Any long heavy items are stowed fore and aft. If they are stowed athwart ships they are liable to shift if the ship rolls heavily, and could pierce through the side of the ship.

== Advantages and disadvantages ==
The biggest disadvantage with breakbulk is that it requires more resources at the wharves at both ends of a ship's journey—longshoremen, loading cranes, warehouses, transport vehicles—and often takes up more dock space due to multiple vessels carrying multiple loads of breakbulk cargo. Indeed, the decline of breakbulk did not start with containerisation; rather, the advent of tankers and bulk carriers reduced the need for transporting liquids in barrels and grains in sacks. Such tankers and carriers use specialised ships and shore facilities to deliver larger amounts of cargo to the dock and effect faster turnarounds with fewer personnel once the ship arrives; however, they do require large initial investments in ships, machinery, and training, slowing their spread to areas where funds to overhaul port operations and/or training for dock personnel in the handling of cargo on the newer vessels may not be available. As modernization of ports and shipping fleets spreads across the world, the advantages of using containerization and specialized ships over break-bulk has sped the overall decline of break-bulk operations around the world. In all, the new systems have reduced costs as well as spillage and turnaround times; in the case of containerisation, damage and theft as well.
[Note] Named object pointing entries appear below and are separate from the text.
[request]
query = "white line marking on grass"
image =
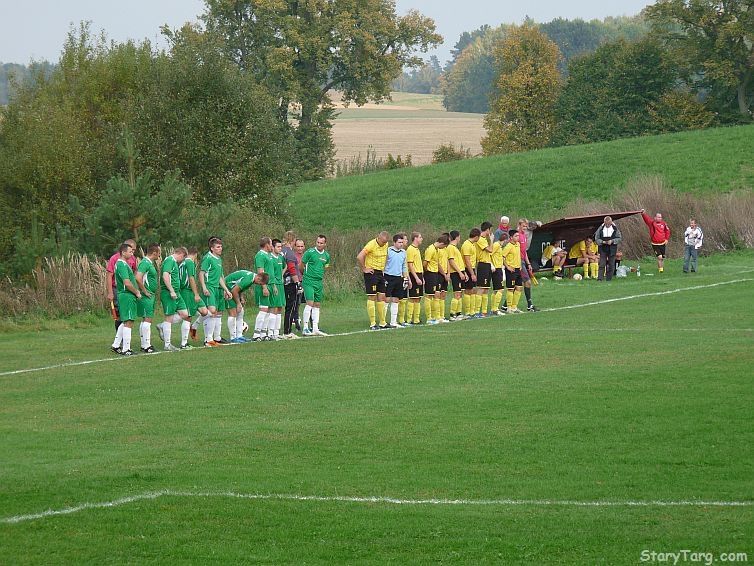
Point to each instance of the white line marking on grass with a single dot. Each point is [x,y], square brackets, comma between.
[567,307]
[373,499]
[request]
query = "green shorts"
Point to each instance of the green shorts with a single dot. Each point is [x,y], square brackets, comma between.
[145,307]
[277,296]
[171,306]
[191,305]
[313,290]
[126,306]
[216,298]
[259,297]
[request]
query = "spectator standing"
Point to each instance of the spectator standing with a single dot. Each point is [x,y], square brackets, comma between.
[659,232]
[692,238]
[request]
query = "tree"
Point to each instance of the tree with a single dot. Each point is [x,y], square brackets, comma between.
[716,40]
[301,49]
[522,115]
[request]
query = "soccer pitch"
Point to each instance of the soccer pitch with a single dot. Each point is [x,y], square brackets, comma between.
[616,421]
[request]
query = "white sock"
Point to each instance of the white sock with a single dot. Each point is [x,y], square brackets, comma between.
[218,334]
[119,336]
[167,331]
[208,324]
[315,319]
[126,337]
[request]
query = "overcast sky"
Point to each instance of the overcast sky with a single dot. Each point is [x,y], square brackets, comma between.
[36,29]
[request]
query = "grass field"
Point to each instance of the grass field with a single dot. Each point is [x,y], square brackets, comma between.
[538,183]
[408,124]
[518,439]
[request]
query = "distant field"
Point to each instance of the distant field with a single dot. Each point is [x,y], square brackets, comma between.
[586,433]
[409,124]
[537,183]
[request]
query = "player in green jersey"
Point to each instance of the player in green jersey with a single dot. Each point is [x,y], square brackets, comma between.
[146,278]
[128,293]
[214,290]
[262,294]
[314,262]
[190,291]
[238,282]
[172,302]
[277,290]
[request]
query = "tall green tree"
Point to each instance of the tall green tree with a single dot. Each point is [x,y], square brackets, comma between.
[301,49]
[715,38]
[522,115]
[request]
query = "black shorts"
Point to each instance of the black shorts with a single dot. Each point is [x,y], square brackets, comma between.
[497,280]
[483,274]
[415,291]
[431,282]
[455,280]
[394,286]
[468,284]
[513,278]
[374,283]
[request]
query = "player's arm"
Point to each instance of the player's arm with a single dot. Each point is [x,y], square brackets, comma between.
[361,258]
[168,284]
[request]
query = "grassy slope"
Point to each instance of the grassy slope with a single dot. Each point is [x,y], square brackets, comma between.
[660,409]
[538,183]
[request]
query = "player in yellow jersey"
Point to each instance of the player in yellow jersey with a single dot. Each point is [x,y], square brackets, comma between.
[586,254]
[372,263]
[458,275]
[432,277]
[468,252]
[415,278]
[512,262]
[498,275]
[483,250]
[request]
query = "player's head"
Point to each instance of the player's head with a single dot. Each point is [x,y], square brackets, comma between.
[153,251]
[126,250]
[216,245]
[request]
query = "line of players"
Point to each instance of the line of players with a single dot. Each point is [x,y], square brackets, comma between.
[185,294]
[396,277]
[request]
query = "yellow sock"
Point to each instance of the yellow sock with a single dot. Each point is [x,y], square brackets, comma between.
[516,298]
[497,300]
[401,311]
[381,312]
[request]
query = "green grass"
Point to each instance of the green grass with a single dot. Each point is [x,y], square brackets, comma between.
[715,160]
[644,399]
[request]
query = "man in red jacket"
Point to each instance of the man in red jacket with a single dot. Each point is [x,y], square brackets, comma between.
[659,232]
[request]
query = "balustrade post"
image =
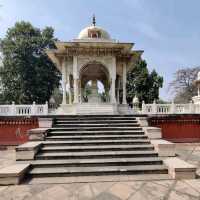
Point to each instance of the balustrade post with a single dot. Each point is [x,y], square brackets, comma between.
[172,107]
[143,107]
[33,109]
[191,107]
[154,108]
[13,110]
[46,108]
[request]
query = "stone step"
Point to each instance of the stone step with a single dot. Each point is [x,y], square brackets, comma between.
[98,142]
[95,128]
[107,170]
[96,162]
[96,137]
[98,125]
[95,117]
[96,148]
[91,133]
[94,121]
[101,154]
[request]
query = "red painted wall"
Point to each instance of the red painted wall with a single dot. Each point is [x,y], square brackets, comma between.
[178,128]
[13,129]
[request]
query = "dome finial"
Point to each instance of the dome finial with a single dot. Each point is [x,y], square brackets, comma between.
[94,20]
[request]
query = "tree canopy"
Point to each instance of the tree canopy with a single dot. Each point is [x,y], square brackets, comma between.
[27,74]
[143,84]
[182,86]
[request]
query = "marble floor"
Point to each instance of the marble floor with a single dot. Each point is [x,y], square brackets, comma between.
[121,190]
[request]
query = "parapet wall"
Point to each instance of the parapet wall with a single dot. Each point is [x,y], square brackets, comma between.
[179,127]
[176,128]
[13,129]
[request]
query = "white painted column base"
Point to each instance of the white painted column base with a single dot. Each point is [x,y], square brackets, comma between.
[153,132]
[180,169]
[142,121]
[164,148]
[14,174]
[27,151]
[45,122]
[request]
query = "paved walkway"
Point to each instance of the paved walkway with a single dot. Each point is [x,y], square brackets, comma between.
[129,190]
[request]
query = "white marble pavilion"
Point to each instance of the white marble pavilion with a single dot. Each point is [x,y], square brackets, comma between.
[94,57]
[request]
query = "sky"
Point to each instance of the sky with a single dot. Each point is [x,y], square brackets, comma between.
[167,30]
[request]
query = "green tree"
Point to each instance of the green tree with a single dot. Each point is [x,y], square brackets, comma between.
[183,86]
[27,74]
[143,84]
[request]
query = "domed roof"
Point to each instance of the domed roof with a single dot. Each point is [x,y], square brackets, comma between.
[94,32]
[198,76]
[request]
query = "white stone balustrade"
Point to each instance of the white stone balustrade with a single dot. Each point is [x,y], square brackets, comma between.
[172,108]
[23,110]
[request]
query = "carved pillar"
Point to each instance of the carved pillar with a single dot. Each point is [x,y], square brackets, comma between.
[124,84]
[64,81]
[113,98]
[69,89]
[75,75]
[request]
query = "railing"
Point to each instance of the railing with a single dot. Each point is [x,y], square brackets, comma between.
[170,108]
[23,110]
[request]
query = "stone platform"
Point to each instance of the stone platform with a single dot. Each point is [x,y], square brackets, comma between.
[111,190]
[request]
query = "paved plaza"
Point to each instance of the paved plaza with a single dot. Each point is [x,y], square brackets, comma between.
[110,190]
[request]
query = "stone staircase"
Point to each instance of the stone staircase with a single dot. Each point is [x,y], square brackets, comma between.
[96,109]
[96,145]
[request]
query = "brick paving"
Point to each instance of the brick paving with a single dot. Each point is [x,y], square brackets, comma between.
[113,190]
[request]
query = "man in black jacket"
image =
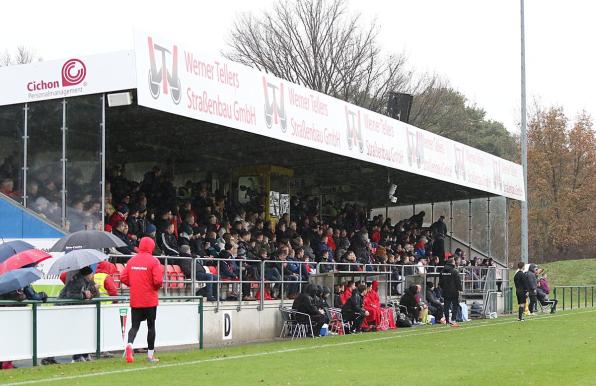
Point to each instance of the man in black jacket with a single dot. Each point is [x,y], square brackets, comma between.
[439,232]
[531,286]
[435,307]
[450,284]
[521,290]
[306,304]
[353,311]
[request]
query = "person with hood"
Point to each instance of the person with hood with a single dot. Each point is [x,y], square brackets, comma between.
[521,289]
[435,307]
[438,233]
[103,279]
[352,311]
[372,304]
[542,292]
[347,292]
[306,303]
[532,286]
[81,286]
[450,284]
[144,276]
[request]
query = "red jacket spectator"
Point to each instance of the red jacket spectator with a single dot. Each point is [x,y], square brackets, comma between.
[375,237]
[104,280]
[346,295]
[331,243]
[144,275]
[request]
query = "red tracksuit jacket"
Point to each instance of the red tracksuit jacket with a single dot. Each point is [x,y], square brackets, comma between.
[144,275]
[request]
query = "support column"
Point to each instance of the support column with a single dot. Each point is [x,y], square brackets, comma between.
[450,225]
[469,228]
[102,183]
[488,226]
[25,145]
[63,163]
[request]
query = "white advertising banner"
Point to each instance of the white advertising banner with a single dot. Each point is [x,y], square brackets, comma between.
[67,78]
[183,80]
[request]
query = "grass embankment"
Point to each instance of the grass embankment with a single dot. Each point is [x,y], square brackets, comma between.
[547,349]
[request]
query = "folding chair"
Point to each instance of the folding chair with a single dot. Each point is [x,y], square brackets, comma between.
[302,329]
[384,324]
[288,323]
[336,324]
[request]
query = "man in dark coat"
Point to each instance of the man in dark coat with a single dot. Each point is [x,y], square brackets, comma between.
[531,286]
[521,290]
[352,311]
[450,284]
[306,303]
[435,307]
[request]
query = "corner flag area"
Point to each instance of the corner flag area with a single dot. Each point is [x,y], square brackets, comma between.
[544,349]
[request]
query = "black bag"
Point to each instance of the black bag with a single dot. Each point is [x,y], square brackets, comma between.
[403,320]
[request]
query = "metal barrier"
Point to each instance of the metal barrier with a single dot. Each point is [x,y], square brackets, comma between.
[98,302]
[255,276]
[574,296]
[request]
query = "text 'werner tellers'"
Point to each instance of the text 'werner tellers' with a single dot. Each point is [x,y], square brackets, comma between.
[215,70]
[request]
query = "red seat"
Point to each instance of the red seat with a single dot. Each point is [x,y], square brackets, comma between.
[179,276]
[172,278]
[116,275]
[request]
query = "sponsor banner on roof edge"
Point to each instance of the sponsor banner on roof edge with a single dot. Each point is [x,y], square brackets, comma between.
[67,78]
[183,80]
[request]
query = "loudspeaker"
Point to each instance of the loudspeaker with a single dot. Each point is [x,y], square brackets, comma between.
[398,106]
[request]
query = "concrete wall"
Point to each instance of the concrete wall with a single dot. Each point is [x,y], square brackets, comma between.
[247,325]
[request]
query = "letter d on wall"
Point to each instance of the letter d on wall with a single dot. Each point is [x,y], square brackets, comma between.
[227,325]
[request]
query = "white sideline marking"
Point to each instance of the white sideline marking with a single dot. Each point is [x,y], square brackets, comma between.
[394,335]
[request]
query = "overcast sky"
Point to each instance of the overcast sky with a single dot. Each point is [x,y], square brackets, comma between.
[475,44]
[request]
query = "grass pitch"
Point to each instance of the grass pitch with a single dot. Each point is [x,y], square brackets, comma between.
[557,349]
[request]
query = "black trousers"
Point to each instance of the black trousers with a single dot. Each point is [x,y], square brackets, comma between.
[451,304]
[355,319]
[141,314]
[533,301]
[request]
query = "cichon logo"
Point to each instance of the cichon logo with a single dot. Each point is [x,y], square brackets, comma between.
[275,112]
[73,72]
[163,80]
[354,130]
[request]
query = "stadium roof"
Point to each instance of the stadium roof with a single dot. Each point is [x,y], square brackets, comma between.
[218,115]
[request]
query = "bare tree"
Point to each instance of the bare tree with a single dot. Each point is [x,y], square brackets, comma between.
[317,44]
[22,55]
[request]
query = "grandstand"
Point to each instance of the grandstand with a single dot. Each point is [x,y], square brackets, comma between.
[295,189]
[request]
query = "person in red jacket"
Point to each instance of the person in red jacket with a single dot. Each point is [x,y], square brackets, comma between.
[144,276]
[372,304]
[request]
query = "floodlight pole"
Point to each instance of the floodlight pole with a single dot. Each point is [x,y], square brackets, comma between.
[524,142]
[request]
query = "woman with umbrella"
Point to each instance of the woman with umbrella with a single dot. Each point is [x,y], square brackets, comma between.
[80,285]
[15,285]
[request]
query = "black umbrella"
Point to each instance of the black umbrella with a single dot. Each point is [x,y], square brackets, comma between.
[18,279]
[12,248]
[87,240]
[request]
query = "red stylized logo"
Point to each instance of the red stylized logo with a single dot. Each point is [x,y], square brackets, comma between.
[354,130]
[274,112]
[415,147]
[162,79]
[73,72]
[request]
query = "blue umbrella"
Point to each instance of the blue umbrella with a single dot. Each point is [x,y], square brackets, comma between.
[90,239]
[12,248]
[74,260]
[18,279]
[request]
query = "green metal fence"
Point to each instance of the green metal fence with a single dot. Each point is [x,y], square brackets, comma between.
[97,301]
[576,296]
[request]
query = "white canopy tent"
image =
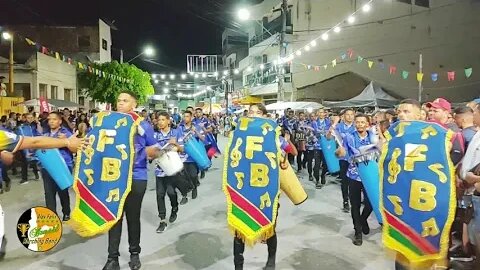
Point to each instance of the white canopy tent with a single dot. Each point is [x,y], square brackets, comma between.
[296,106]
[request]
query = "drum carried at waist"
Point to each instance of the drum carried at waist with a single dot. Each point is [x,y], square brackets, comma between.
[196,151]
[328,148]
[169,160]
[368,170]
[291,186]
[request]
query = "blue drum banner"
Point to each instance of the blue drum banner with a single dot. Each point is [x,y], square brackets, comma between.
[417,187]
[251,179]
[103,173]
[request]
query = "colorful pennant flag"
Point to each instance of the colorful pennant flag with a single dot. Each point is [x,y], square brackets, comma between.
[451,76]
[468,72]
[419,77]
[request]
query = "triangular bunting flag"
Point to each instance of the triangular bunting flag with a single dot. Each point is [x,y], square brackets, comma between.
[451,76]
[419,77]
[393,70]
[30,42]
[468,72]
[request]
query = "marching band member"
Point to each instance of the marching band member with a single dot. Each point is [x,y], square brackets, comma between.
[10,143]
[57,130]
[145,147]
[190,168]
[352,142]
[345,127]
[287,146]
[164,183]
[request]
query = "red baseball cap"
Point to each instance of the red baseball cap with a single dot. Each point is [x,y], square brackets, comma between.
[440,103]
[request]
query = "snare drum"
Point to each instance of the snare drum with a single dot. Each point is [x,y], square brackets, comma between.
[368,170]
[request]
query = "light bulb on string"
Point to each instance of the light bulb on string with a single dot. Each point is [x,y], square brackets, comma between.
[366,8]
[351,19]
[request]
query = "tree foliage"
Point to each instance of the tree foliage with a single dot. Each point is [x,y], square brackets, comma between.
[106,90]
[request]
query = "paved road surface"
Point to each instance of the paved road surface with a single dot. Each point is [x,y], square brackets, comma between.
[315,235]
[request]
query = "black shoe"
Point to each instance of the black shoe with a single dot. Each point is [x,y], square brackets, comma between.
[184,200]
[365,228]
[135,263]
[346,207]
[173,215]
[3,248]
[358,241]
[162,227]
[112,264]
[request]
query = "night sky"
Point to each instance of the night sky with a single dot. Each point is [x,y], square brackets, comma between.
[174,28]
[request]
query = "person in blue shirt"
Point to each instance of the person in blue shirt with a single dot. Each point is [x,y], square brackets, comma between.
[165,184]
[321,126]
[351,144]
[57,130]
[190,168]
[343,128]
[146,147]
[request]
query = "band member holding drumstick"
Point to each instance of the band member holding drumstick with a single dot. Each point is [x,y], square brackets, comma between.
[57,130]
[165,184]
[190,168]
[351,144]
[345,127]
[287,146]
[10,143]
[145,147]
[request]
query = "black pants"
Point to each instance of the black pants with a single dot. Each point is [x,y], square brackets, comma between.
[191,172]
[345,181]
[165,186]
[356,189]
[131,209]
[239,248]
[51,189]
[319,161]
[310,154]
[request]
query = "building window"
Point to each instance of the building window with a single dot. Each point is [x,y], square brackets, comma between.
[83,41]
[104,44]
[42,90]
[68,94]
[53,92]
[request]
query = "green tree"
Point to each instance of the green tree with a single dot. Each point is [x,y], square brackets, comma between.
[106,89]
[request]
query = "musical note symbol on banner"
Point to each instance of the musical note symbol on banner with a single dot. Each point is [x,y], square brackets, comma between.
[113,195]
[265,201]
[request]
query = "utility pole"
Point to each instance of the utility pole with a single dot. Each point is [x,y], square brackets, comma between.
[283,50]
[420,86]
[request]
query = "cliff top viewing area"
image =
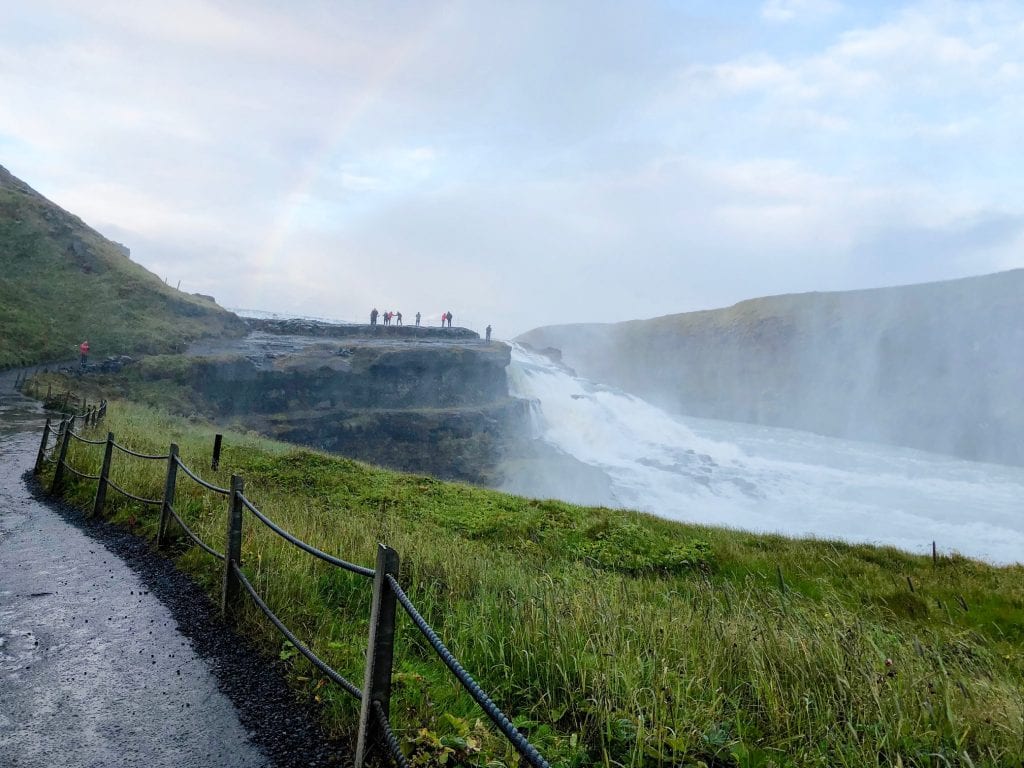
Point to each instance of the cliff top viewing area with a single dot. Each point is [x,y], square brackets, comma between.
[270,340]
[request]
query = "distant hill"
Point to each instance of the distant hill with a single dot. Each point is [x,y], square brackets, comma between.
[938,366]
[61,283]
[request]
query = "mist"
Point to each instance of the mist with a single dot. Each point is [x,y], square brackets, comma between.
[594,444]
[935,367]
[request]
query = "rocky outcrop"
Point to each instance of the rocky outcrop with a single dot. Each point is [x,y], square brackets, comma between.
[433,402]
[937,367]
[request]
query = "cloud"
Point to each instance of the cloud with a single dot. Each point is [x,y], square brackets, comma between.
[529,163]
[791,10]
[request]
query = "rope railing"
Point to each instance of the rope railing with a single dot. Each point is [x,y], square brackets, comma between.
[83,475]
[498,717]
[155,457]
[83,439]
[361,570]
[299,645]
[192,535]
[132,496]
[375,726]
[200,480]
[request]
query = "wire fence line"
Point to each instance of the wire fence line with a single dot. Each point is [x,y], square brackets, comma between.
[376,734]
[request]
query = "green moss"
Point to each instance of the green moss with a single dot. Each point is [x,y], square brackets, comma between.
[613,638]
[61,283]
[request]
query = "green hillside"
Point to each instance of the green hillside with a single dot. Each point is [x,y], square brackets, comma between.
[61,283]
[934,366]
[613,638]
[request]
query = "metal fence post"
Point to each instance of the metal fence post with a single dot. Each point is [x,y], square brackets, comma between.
[232,552]
[58,472]
[215,461]
[104,472]
[380,651]
[41,456]
[165,509]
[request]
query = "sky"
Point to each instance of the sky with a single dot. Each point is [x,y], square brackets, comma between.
[524,163]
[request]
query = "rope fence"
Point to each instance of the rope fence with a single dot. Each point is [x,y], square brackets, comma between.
[376,734]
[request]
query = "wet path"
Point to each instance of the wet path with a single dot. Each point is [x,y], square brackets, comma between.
[93,670]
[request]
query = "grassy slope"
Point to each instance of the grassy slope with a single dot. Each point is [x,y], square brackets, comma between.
[876,365]
[61,283]
[594,629]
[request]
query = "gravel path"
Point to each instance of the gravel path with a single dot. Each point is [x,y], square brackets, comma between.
[110,656]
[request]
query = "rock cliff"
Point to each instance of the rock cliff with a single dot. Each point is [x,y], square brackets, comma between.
[937,366]
[419,399]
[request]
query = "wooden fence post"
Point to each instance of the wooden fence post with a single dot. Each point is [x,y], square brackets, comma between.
[104,473]
[58,472]
[165,509]
[41,456]
[380,652]
[215,461]
[232,552]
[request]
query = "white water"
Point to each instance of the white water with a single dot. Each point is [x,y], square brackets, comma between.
[770,479]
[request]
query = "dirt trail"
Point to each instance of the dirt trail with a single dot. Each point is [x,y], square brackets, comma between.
[93,668]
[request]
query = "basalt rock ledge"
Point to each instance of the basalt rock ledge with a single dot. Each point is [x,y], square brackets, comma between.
[421,399]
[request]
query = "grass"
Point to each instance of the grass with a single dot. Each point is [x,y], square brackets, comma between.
[61,283]
[613,638]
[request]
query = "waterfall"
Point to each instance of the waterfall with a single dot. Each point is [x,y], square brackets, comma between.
[595,444]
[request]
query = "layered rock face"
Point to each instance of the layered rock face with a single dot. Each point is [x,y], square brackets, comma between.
[427,400]
[937,367]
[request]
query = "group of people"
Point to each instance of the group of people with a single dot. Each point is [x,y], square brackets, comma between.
[389,316]
[395,317]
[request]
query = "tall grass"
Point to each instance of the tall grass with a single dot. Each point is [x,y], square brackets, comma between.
[698,656]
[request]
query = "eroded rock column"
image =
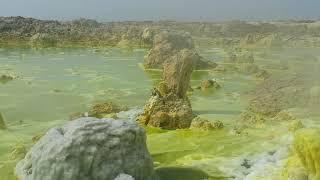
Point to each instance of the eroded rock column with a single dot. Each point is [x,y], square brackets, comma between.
[169,106]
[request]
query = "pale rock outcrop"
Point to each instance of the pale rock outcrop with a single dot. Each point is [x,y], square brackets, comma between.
[167,44]
[89,148]
[169,106]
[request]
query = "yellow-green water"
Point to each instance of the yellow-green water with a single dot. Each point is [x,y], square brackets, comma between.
[54,83]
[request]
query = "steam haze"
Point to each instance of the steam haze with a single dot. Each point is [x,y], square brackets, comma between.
[183,10]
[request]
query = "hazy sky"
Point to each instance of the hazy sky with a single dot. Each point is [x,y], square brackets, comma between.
[115,10]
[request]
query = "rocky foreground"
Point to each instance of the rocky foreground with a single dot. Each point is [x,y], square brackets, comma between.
[89,148]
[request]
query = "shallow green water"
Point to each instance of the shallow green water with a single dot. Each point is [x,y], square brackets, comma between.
[55,83]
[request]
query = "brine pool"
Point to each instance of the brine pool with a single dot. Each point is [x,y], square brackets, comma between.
[52,84]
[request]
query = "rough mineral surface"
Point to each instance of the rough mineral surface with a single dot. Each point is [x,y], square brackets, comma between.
[204,124]
[177,72]
[167,44]
[89,148]
[169,107]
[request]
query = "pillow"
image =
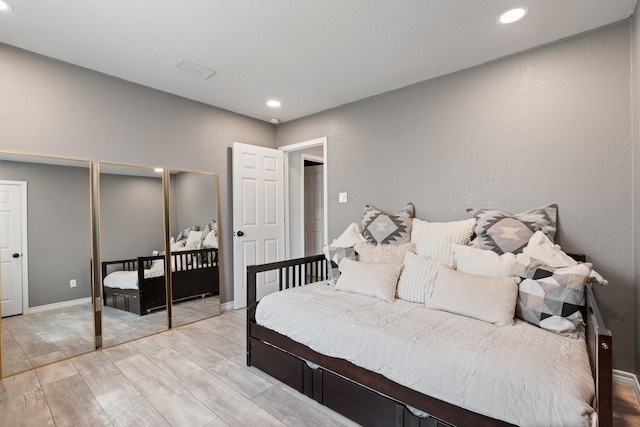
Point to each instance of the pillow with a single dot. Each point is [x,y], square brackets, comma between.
[502,232]
[544,250]
[552,297]
[184,234]
[434,239]
[383,253]
[378,227]
[373,280]
[483,262]
[336,256]
[194,237]
[351,236]
[210,240]
[417,277]
[486,298]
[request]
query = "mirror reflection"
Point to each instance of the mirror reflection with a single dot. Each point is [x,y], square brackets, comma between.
[131,221]
[193,213]
[45,260]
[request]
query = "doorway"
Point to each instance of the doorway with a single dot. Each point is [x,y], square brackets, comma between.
[13,249]
[291,224]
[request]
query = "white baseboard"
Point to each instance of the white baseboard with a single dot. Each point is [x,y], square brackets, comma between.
[627,379]
[56,305]
[226,306]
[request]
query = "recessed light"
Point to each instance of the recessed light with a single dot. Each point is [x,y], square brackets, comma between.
[5,7]
[513,15]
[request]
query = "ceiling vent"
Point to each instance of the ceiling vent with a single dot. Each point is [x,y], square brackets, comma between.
[195,69]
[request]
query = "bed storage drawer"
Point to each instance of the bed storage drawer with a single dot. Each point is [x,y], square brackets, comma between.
[122,302]
[281,365]
[362,405]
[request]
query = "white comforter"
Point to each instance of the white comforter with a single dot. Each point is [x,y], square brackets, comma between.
[520,374]
[129,279]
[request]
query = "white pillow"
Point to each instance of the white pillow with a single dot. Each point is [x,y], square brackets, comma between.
[373,280]
[486,298]
[351,236]
[194,236]
[434,239]
[210,240]
[483,262]
[417,278]
[543,249]
[383,252]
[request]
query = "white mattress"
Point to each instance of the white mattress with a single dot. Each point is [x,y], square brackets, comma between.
[520,374]
[129,279]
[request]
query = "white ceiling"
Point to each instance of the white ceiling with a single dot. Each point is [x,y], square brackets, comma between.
[310,54]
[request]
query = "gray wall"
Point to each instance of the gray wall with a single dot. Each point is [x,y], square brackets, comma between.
[131,216]
[58,227]
[551,125]
[49,107]
[635,77]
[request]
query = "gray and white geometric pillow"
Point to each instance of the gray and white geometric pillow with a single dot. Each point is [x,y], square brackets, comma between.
[503,232]
[335,256]
[379,227]
[552,297]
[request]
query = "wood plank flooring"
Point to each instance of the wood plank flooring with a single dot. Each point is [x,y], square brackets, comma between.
[37,339]
[194,375]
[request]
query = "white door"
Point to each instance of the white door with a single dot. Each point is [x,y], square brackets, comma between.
[11,256]
[258,216]
[313,209]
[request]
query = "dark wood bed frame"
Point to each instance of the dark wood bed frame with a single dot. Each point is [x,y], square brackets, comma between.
[369,398]
[188,280]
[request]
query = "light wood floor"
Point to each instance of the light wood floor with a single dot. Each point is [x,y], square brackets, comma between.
[37,339]
[178,378]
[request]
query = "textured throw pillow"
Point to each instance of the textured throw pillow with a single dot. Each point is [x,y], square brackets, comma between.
[417,277]
[373,280]
[336,257]
[184,234]
[503,232]
[383,253]
[552,297]
[379,227]
[486,298]
[210,240]
[434,239]
[483,262]
[194,237]
[351,236]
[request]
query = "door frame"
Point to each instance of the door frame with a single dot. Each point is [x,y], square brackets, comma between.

Breakbulk continues to hold an advantage in areas where port development has not kept pace with shipping technology; break-bulk shipping requires relatively minimal shore facilities—a wharf for the ship to tie to, dock workers to assist in unloading, warehouses to store materials for later reloading onto other forms of transport. As a result, there are still some areas where break-bulk shipping continues to thrive. Goods shipped break-bulk can also be offloaded onto smaller vessels and lighters for transport into even the most minimally-developed port which the normally large container ships, tankers, and bulk carriers might not be able to access due to size and/or water depth. In addition, some ports capable of accepting larger container ships/tankers/bulk transporters still require goods to be offloaded in break-bulk fashion; for example, in the outlying islands of Tuvalu, fuel oil for the power stations is delivered in bulk but has to be offloaded in barrels.